Krizde Tüketicinin Adı Yok
Dünya’da yaşanan ekonomik krizden en çok etkilenen ülkelerin başında
gelmekteyiz. Krizde en çok bankaların, sanayicilerin, büyük işadamlarının
ve patronların sesi çıkmaktadır. Mahvolduk, battık, bittik, yandık, bizi
kurtarın, kuyunun dibinden çıkarın feryatları hükümeti hemen harekete
geçirmiştir. Hükümetin krizden çıkma konusundaki doğru-yanlış,
etkili-etkisiz icraatları nedense hep bu kesime yöneliktir.
Krizin gerçek mağdurları; kalbinden vurulan emekçiler , işsizler,
yoksullar, emekliler; kısaca satınalma gücünü kaybetmiş ya da satın alma
gücü düşmüş , halkın ezici çoğunluğunu oluşturan on milyonlarca
tüketicinin sesi hükümet tarafından duyulmak istenmemektedir.

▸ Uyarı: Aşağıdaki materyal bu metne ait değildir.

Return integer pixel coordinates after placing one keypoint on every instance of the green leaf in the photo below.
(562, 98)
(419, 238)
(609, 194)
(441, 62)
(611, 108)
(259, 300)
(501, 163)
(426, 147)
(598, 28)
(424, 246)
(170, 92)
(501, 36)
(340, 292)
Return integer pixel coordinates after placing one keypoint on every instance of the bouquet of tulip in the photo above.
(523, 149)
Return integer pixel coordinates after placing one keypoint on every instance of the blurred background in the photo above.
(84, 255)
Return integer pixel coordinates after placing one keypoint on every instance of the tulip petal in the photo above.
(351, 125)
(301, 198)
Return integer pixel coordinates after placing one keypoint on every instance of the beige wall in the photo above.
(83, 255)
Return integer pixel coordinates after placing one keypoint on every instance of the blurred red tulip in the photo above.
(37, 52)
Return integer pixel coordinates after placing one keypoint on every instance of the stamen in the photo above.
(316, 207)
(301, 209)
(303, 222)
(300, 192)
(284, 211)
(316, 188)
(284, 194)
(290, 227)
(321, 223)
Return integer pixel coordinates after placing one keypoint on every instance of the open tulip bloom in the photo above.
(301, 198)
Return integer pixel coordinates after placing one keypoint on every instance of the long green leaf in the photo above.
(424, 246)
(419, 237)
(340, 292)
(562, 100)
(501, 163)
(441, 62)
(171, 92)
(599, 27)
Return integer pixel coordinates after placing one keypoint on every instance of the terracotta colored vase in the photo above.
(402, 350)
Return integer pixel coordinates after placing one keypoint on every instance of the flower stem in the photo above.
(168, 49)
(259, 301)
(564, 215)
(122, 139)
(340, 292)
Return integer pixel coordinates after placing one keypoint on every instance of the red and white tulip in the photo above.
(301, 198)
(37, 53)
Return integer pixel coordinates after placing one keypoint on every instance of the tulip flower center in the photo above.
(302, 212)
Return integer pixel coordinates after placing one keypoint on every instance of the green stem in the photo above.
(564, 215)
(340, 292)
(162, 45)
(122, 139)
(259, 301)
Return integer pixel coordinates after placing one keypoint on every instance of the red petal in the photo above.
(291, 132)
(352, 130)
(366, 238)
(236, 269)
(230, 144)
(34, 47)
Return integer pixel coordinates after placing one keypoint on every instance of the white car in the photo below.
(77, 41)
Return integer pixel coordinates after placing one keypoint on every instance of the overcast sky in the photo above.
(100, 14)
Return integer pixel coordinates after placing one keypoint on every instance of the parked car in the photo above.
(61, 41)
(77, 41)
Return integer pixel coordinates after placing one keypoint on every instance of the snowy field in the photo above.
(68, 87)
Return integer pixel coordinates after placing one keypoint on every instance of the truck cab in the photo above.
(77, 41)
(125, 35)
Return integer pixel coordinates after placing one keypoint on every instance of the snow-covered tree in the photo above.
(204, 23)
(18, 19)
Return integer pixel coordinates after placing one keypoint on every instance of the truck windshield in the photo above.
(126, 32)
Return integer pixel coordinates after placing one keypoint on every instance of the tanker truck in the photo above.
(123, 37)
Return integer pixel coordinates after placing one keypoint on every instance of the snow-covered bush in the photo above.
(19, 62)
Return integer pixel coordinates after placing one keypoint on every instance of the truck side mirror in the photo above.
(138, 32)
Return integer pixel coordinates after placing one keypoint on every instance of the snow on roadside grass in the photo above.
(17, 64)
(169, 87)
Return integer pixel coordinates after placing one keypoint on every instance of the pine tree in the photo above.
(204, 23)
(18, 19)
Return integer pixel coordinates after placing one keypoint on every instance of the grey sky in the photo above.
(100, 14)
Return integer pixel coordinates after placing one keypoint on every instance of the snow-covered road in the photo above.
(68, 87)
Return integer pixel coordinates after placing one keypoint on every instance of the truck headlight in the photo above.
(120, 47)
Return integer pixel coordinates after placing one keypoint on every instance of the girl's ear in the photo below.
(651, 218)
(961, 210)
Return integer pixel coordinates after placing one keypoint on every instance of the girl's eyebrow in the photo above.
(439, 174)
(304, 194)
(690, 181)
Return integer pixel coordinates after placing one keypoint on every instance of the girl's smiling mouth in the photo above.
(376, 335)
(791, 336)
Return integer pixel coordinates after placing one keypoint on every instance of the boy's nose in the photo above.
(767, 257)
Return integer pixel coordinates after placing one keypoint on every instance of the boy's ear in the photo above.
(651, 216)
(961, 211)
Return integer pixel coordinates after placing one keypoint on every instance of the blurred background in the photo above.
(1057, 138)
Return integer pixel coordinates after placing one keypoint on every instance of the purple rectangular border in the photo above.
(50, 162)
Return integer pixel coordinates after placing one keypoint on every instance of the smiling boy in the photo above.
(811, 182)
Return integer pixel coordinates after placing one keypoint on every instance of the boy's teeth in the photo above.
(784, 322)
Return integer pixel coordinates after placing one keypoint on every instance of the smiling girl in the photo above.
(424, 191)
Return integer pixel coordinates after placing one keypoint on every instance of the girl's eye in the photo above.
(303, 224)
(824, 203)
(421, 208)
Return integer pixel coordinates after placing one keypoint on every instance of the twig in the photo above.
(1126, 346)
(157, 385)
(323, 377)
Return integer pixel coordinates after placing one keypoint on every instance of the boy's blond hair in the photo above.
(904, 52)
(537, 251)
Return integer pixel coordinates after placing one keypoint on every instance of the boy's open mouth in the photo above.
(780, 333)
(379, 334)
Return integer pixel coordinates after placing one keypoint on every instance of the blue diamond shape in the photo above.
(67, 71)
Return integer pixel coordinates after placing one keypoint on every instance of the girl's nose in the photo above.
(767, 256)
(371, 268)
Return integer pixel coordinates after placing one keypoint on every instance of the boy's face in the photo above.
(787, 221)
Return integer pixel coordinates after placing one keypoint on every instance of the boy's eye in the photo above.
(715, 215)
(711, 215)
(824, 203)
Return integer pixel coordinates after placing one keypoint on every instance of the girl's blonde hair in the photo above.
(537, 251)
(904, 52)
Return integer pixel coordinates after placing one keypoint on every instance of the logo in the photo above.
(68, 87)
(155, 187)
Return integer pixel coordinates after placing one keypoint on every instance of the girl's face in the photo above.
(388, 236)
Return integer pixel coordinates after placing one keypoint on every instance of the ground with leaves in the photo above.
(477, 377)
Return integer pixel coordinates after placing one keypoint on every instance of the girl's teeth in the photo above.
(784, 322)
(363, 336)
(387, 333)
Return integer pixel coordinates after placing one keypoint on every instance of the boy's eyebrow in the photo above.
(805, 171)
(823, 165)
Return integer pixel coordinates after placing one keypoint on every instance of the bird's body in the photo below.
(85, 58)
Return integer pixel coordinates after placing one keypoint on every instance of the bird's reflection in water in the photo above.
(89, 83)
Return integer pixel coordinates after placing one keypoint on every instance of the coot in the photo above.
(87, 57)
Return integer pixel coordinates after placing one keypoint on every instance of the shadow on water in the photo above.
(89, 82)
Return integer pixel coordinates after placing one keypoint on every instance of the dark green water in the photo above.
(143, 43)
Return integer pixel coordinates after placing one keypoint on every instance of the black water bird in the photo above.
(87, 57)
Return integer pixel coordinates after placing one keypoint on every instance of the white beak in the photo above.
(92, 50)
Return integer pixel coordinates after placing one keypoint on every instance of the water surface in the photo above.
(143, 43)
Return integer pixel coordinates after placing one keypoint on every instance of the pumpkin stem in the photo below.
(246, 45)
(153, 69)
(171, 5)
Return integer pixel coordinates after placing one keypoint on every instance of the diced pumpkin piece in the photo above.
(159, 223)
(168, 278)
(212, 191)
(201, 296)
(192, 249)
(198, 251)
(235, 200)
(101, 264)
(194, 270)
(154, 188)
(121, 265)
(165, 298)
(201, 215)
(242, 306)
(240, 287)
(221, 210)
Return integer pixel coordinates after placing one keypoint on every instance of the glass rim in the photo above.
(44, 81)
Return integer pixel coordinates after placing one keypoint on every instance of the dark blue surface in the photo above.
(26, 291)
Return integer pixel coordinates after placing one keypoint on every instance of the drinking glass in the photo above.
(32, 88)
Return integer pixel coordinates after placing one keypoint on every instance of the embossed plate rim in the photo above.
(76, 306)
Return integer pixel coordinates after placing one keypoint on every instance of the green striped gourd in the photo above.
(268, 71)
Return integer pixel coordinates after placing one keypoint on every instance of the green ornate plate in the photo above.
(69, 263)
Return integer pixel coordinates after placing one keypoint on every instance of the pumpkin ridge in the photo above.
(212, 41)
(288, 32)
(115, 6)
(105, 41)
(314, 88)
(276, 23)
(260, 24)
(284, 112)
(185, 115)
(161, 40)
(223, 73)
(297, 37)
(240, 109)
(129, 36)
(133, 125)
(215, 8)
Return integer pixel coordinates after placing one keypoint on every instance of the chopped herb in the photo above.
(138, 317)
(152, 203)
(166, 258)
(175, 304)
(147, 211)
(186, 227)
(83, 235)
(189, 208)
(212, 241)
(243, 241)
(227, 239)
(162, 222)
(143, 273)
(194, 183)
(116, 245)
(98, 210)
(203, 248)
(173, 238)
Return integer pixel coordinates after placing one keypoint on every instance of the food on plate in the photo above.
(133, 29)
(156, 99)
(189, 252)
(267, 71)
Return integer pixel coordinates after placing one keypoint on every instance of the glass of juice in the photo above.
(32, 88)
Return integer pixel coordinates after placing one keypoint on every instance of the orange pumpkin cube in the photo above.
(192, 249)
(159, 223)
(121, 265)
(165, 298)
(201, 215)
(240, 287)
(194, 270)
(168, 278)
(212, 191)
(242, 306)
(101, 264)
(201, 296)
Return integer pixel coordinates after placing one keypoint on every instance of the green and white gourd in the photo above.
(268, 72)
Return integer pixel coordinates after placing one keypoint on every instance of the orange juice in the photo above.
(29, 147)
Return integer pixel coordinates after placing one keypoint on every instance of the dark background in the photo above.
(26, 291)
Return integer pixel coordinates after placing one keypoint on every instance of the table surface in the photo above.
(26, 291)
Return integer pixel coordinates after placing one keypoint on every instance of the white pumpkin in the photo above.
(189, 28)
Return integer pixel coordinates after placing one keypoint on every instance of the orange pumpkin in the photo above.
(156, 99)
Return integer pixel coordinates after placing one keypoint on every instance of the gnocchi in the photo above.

Hükümete soruyoruz: Siz yalnızca patronların , holdinglerin, tekellerin
hükümeti misiniz? İktidara gelmek için emekçilerin , yoksulların,
işssizlerin oyunu almadınız mı? İşsizlik, yoksulluk, açlık krizin asıl
göstergesi değil midir? Tüketicilerin satın alma gücüne kavuşturulmadan,
tüketicinin satın alma gücü arttırılmadan, krizden çıkılacağını mı
sanıyorsunuz?
TÜKETİCİNİN MEVCUT DURUMU
Ülkemizde işsizlik, yoksulluk hızla artmaktadır. TÜİK’in araştırmasına
göre, Şubat 2009 döneminde işsiz sayısının 3 milyon 802 bin’e , iş
aramayıp çalışmaya hazır olan kişilerin sayısının 2 milyon 486 bin’e
çıktığı belirtilmektedir. Oysa , Şubat 2009 tarihinden günümüze kadar olan
dönemde işini kaybedenlerin ve yarı zamanlı- geçici işlerde çalışanları da
eklediğinizde bugün itibariyle Türkiye’de gerçek işsiz sayısının 8 milyon
dolayında olduğunu söyleyebiliriz.
Ülkemizde sigortalı olan asgari ücretli sayısının 3 milyon dolayında ,
kayıt dışı çalışan asgari ücretli sayısının ise 2.5 milyon dolayında ,
toplam asgari ücretli sayısının 5.5 milyon dolayında olduğu
belirtilmektedir. Diğer taraftan , 5 milyon dolayında sigorta emeklisinin
olduğu belirtilmektedir. (Dul ve yetim sayısı buna dahil)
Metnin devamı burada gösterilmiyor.